Her voice was her own again. Small. Angry. Shaking. “I won’t tell you how. You’re evil! It didn’t show me anything. It asked.”
“Asked what?”
“That’s none of your business! You’re evil! Are you aware of that?!”
Around us, the villagers reeled—ten gone, others on their knees, stunned. The courtyard stank of scorched magic and old grief.
The Bone Seat turned his gaze to me. “This is your army?”
“No,” I said, voice hollow. “This is what comes after one.”
Darian stepped beside me. His hand found mine. I gulped. Perhaps we weren’t enemies anymore, and he was on my side. But what had that been about a treaty? My hand didn’t fit in his.
The Bone Seat’s gaze lingered on us, and when he left, his remnants followed. They vanished into the night, leaving only dust behind. The circle didn’t hold silence. It held the sound after it. The kind that came when you wanted to scream but didn’t know where to start.
A woman with raven black hair, cut short under the ear, pushed forward through the knot of villagers. Her face was wet with tears and streaked with ash. The scarf around her shoulders had fallen, and she left it there unattended. A small boot lay in the dirt. Warped. Half ash.
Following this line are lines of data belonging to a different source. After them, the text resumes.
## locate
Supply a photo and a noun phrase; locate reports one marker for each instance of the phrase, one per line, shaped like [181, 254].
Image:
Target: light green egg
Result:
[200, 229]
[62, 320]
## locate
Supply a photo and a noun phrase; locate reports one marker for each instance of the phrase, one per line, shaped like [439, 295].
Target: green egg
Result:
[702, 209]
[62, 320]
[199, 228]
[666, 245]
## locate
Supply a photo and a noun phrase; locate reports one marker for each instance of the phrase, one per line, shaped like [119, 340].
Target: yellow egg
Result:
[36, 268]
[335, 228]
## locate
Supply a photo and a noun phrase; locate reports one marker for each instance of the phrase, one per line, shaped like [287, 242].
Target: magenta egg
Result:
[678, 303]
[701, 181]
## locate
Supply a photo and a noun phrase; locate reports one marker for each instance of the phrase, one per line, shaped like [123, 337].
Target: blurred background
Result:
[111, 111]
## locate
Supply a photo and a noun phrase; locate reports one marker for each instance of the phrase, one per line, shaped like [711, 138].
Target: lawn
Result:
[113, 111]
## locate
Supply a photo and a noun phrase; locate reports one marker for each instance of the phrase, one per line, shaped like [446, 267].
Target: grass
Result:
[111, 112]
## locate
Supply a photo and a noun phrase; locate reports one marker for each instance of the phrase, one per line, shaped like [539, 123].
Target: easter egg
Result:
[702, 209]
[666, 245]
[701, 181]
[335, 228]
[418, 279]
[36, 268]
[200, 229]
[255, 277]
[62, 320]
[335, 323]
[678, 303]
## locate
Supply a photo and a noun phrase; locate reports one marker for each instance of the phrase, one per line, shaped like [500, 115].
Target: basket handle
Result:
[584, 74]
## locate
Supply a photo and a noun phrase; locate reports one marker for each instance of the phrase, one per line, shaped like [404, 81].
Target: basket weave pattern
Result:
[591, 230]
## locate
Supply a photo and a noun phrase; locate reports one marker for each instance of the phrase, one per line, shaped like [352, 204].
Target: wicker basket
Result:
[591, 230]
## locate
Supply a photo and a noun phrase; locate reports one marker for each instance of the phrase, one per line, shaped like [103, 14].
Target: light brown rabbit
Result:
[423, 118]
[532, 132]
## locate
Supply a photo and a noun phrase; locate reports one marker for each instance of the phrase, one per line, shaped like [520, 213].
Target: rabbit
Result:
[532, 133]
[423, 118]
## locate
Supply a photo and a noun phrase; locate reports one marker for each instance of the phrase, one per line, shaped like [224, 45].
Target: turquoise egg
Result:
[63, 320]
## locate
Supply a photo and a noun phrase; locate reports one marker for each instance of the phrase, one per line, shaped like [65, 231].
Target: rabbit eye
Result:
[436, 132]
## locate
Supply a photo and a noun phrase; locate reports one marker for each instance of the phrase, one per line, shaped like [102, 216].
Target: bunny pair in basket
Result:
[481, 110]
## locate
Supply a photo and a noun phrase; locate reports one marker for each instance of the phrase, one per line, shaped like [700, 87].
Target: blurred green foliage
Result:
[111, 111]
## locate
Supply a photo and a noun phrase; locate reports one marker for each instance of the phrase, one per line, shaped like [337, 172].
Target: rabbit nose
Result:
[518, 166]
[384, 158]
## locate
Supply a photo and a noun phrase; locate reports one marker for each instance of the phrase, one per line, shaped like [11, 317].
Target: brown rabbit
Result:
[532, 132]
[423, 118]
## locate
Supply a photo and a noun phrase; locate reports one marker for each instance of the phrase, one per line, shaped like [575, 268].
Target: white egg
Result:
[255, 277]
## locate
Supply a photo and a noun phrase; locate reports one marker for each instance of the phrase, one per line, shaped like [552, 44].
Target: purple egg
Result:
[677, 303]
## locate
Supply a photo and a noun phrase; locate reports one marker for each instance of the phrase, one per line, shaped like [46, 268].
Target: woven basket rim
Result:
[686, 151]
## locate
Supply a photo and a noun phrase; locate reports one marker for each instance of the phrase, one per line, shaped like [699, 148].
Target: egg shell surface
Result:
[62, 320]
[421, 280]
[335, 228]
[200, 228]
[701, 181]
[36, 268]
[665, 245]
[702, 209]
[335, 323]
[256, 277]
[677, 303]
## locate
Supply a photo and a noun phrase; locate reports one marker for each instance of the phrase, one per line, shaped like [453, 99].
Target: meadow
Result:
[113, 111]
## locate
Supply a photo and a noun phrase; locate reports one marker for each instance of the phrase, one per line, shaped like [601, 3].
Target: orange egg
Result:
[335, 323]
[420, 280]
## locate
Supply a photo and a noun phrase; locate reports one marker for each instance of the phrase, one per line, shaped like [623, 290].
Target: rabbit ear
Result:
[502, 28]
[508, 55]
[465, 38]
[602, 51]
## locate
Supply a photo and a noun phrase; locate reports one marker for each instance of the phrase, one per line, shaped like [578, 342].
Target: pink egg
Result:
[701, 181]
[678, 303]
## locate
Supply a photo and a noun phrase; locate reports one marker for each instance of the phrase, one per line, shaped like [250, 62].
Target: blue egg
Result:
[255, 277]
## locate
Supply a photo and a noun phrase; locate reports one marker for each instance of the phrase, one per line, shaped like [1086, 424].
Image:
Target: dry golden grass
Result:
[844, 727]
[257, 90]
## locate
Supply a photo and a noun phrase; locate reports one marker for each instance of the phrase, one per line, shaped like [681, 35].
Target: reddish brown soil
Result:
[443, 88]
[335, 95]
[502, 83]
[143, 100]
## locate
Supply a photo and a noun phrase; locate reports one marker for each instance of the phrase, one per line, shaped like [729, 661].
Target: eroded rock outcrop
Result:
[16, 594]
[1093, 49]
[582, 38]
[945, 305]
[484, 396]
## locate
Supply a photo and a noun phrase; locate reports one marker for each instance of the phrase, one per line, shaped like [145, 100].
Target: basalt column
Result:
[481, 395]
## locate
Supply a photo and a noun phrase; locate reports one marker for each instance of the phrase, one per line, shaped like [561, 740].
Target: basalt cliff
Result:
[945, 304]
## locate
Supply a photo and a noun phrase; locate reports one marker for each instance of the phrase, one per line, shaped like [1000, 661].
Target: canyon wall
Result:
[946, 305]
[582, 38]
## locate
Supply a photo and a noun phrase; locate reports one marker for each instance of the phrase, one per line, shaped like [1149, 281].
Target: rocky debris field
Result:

“You brought this,” she spat. “You. You stood there and let him come. Let them come.” Her voice cracked, but her rage didn’t. “We followed dreams and songs and threads and promises, and now my son is smoke.”
I opened my mouth, but nothing came.
The woman turned to the others. “You saw it. You saw what they did. It will happen again. Next time, it’ll be your children. Your kin. Go.”
Others followed her gaze. Five moved first. Then three more. Then a pair of sisters who hadn’t spoken since arriving.
Branwen joined my other side. Her hands stayed loose, but her mouth was drawn. “Let them go,” she said quietly. “It doesn’t mean they won’t come back. Fear runs, but it can circle back.”